Highly boosted gas diffusion for enhanced electrocatalytic reduction of N2 to NH3 on 3D hollow Co-MoS2 nanostructures

Libin Zeng; Xinyong Li; Shuai Chen; Jiali Wen; Farnood Rahmati; Joshua van der Zalm; Aicheng Chen

doi:10.1039/c9nr09624h

Highly boosted gas diffusion for enhanced electrocatalytic reduction of N₂ to NH₃ on 3D hollow Co-MoS₂ nanostructures

Nanoscale. 2020 Mar 14;12(10):6029-6036. doi: 10.1039/c9nr09624h. Epub 2020 Mar 3.

Authors

Libin Zeng¹, Xinyong Li, Shuai Chen, Jiali Wen, Farnood Rahmati, Joshua van der Zalm, Aicheng Chen

Affiliation

¹ Electrochemical Technology Center, Department of Chemistry, University of Guelph, 50 Stone Road East, Guelph, ON N1G 2W1, Canada. aicheng@uoguelph.ca.

PMID: 32125326
DOI: 10.1039/c9nr09624h

Abstract

Transition metal chalcogenide MoS₂ catalysts are highly selective for the electrochemical reduction of dinitrogen (N₂) to ammonia (NH₃) in aqueous electrolytes. However, due to the low solubility of N₂ in water, limited N₂ diffusion and mass transport have heavily restricted the yield and the faradaic efficiency (FE).

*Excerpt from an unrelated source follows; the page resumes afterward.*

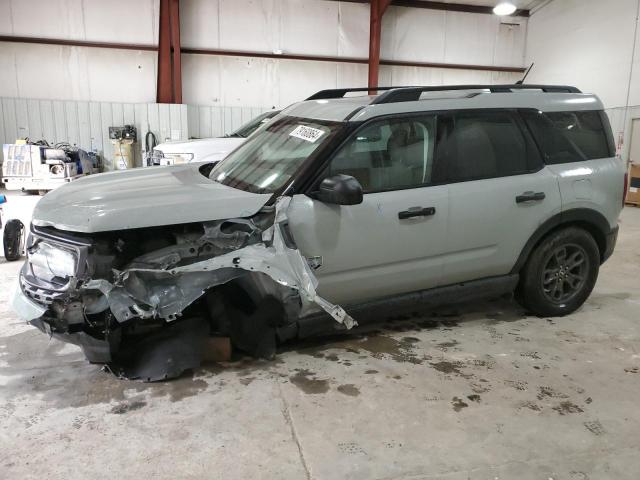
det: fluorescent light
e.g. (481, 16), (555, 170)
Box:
(493, 2), (517, 15)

Here, we have demonstrated a highly efficacious assembled gas diffusion cathode with hollow Co-MoS₂/N@C nanostructures to significantly improve the electrochemical reduction of N₂ to NH₃. Our results revealed that the synthesized Co-MoS₂ heterojunctions with abundant graphitic N groups exhibited a superb NH₃ yield of 129.93 μg h^-1 mg_cat^-1 and a high faradaic efficiency of 11.21% at -0.4 V vs. the reversible hydrogen electrode (RHE), as well as excellent selectivity and stability. The strategy described in this study offers new inspiration to design high-performance electrocatalyst assemblies for the sustainable environmental and energy applications.